Open MPI logo

Open MPI User's Mailing List Archives

  |   Home   |   Support   |   FAQ   |   all Open MPI User's mailing list

Subject: Re: [OMPI users] MPI_Init segfault on Ubuntu 8.04 version 1.2.7~rc2
From: Jeff Squyres (jsquyres_at_[hidden])
Date: 2008-07-28 15:18:53


If you are not using iWARP or InfiniBand networking, try configuring
Open MPI --without-memory-manager and see if that solves your
problem. Issues like this can come up, especially in C++ codes, when
the application (or supporting libraries) have their own memory
managers that conflict with Open MPI's. We *only* use an internal
memory manager for optimizing benchmark performance on iWARP and IB
networks, so if you're not using iWARP or IB, and/or your application
doesn't re-use the same buffers repeatedly to MPI_SEND/MPI_RECV, then
you don't need our memory manager.

To be 100% clear: OMPI's internal memory manager is only used for the
"mpi_leave_pinned" behavior. OMPI runs fine without it, but will
definitely see degraded performance in apps that continually re-use
the same buffers for MPI_SEND/MPI_RECV (i.e., benchmarks).

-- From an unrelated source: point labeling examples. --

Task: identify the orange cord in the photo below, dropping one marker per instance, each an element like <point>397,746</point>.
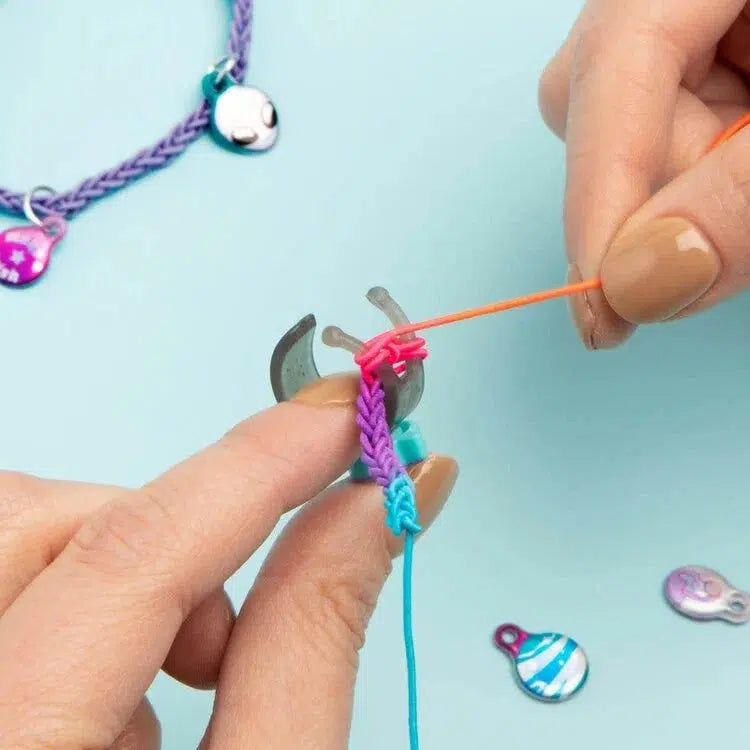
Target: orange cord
<point>388,346</point>
<point>495,307</point>
<point>732,130</point>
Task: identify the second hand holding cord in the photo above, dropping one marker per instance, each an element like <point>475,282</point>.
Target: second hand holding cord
<point>396,351</point>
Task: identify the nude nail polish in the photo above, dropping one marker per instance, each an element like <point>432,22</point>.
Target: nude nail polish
<point>652,273</point>
<point>333,391</point>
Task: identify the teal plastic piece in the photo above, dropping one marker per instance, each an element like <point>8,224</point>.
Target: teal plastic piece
<point>408,444</point>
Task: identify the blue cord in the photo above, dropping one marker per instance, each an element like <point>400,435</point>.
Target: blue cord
<point>401,518</point>
<point>411,667</point>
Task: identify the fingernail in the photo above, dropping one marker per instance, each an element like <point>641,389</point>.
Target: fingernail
<point>434,480</point>
<point>333,391</point>
<point>655,271</point>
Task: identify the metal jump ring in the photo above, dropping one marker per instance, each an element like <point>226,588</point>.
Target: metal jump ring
<point>28,209</point>
<point>223,68</point>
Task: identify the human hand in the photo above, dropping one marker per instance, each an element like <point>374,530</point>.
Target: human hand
<point>101,587</point>
<point>639,91</point>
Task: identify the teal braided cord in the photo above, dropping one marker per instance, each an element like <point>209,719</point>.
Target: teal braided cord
<point>387,470</point>
<point>411,662</point>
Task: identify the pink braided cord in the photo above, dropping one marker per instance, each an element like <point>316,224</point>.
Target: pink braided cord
<point>151,159</point>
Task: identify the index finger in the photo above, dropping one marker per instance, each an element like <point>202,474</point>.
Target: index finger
<point>628,64</point>
<point>102,617</point>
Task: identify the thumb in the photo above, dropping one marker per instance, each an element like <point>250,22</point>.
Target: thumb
<point>687,248</point>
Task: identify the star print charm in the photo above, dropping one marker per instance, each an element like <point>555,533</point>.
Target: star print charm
<point>703,594</point>
<point>25,252</point>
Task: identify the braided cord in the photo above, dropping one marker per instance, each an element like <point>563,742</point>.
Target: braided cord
<point>150,159</point>
<point>384,467</point>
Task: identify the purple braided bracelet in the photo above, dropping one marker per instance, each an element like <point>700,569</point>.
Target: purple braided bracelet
<point>148,160</point>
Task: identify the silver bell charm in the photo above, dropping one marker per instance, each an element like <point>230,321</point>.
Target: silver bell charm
<point>243,118</point>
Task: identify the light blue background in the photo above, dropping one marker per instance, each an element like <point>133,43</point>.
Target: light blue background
<point>412,155</point>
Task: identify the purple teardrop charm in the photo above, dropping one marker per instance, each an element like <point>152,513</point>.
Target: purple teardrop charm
<point>25,251</point>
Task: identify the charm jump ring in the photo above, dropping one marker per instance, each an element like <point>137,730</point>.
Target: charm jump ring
<point>223,68</point>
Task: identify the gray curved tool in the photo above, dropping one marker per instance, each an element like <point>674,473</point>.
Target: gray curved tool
<point>293,361</point>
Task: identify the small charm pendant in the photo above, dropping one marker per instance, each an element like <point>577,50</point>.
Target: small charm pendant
<point>243,118</point>
<point>25,251</point>
<point>549,666</point>
<point>703,594</point>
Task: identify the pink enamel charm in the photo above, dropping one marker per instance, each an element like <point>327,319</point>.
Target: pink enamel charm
<point>25,251</point>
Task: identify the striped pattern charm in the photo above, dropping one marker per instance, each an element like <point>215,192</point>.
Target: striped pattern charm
<point>549,666</point>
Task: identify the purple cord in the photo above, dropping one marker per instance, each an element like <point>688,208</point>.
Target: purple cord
<point>158,156</point>
<point>375,434</point>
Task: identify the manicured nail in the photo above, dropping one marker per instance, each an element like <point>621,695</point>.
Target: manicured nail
<point>434,480</point>
<point>334,391</point>
<point>652,273</point>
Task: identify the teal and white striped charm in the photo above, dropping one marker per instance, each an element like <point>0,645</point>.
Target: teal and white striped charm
<point>549,666</point>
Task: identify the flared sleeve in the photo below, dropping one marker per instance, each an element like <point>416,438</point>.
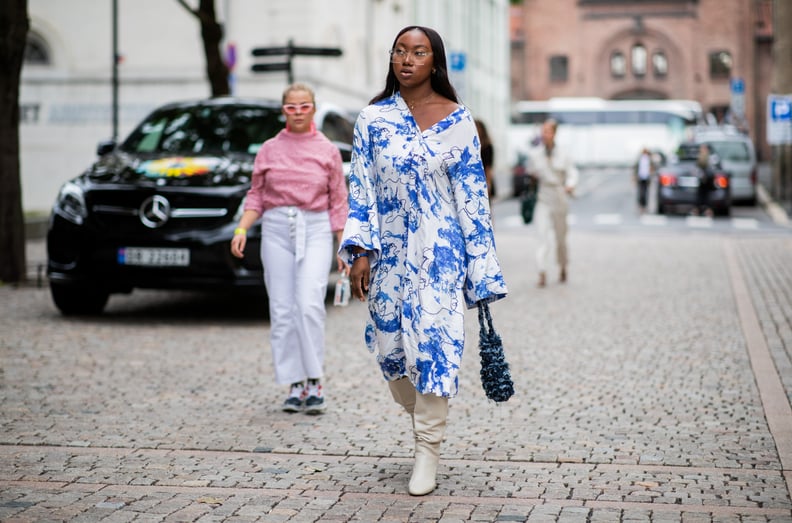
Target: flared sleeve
<point>483,277</point>
<point>362,225</point>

FYI: for these kinds of reasons, we're changing how we do
mpi_leave_pinned in the upcoming v1.3 series so that you hopefully
shouldn't have these issues.

On Jul 24, 2008, at 2:39 PM, Adam C Powell IV wrote:

> Greetings,
>
> I'm seeing a segfault in a code on Ubuntu 8.04 with gcc 4.2. I
> recompiled the Debian lenny openmpi 1.2.7~rc2 package on Ubuntu, and
> compiled the Debian lenny petsc and libmesh packages against that.
>
> Everything works just fine in Debian lenny (gcc 4.3), but in Ubuntu
> hardy it fails during MPI_Init:
>
> [Thread debugging using libthread_db enabled]
> [New Thread 0x7faceea6f6f0 (LWP 5376)]
>
> Program received signal SIGSEGV, Segmentation fault.
> [Switching to Thread 0x7faceea6f6f0 (LWP 5376)]
> 0x00007faceb265b8b in _int_malloc () from /usr/lib/libopen-pal.so.0
> (gdb) backtrace
> #0 0x00007faceb265b8b in _int_malloc () from /usr/lib/libopen-
> pal.so.0
> #1 0x00007faceb266e58 in malloc () from /usr/lib/libopen-pal.so.0
> #2 0x00007faceb248bfb in opal_class_initialize ()
> from /usr/lib/libopen-pal.so.0
> #3 0x00007faceb25ce2b in opal_malloc_init () from /usr/lib/libopen-
> pal.so.0
> #4 0x00007faceb249d97 in opal_init_util () from /usr/lib/libopen-
> pal.so.0
> #5 0x00007faceb249e76 in opal_init () from /usr/lib/libopen-pal.so.0
> #6 0x00007faced05a723 in ompi_mpi_init () from /usr/lib/libmpi.so.0
> #7 0x00007faced07c106 in PMPI_Init () from /usr/lib/libmpi.so.0
> #8 0x00007facee144d92 in libMesh::init () from /usr/lib/libmesh.so.
> 0.6.2
> #9 0x0000000000411f61 in main ()
>
> libMesh::init() just has an assertion and command line check before
> MPI_Init, so I think it's safe to conclude this is an OpenMPI problem.
>
> How can I help to test and fix this?
>
> This might be related to Vincent Rotival's problem in
> http://www.open-mpi.org/community/lists/users/2008/04/5427.php or
> maybe
> http://www.open-mpi.org/community/lists/users/2008/05/5668.php . On
> the
> latter, I'm building the Debian package, which should have the
> LDFLAGS="" fix. Hmm, nope, no LDFLAGS anywhere in the .diff.gz...
> The
> OpenMPI top-level Makefile has
> "LDFLAGS = -export-dynamic -Wl,-Bsymbolic-functions"
>
> -Adam
> --
> GPG fingerprint: D54D 1AEE B11C CE9B A02B C5DD 526F 01E8 564E E4B6
>
> Engineering consulting with open source tools
> http://www.opennovation.com/
> _______________________________________________
> users mailing list
> users_at_[hidden]
> http://www.open-mpi.org/mailman/listinfo.cgi/users

-- 
Jeff Squyres
Cisco Systems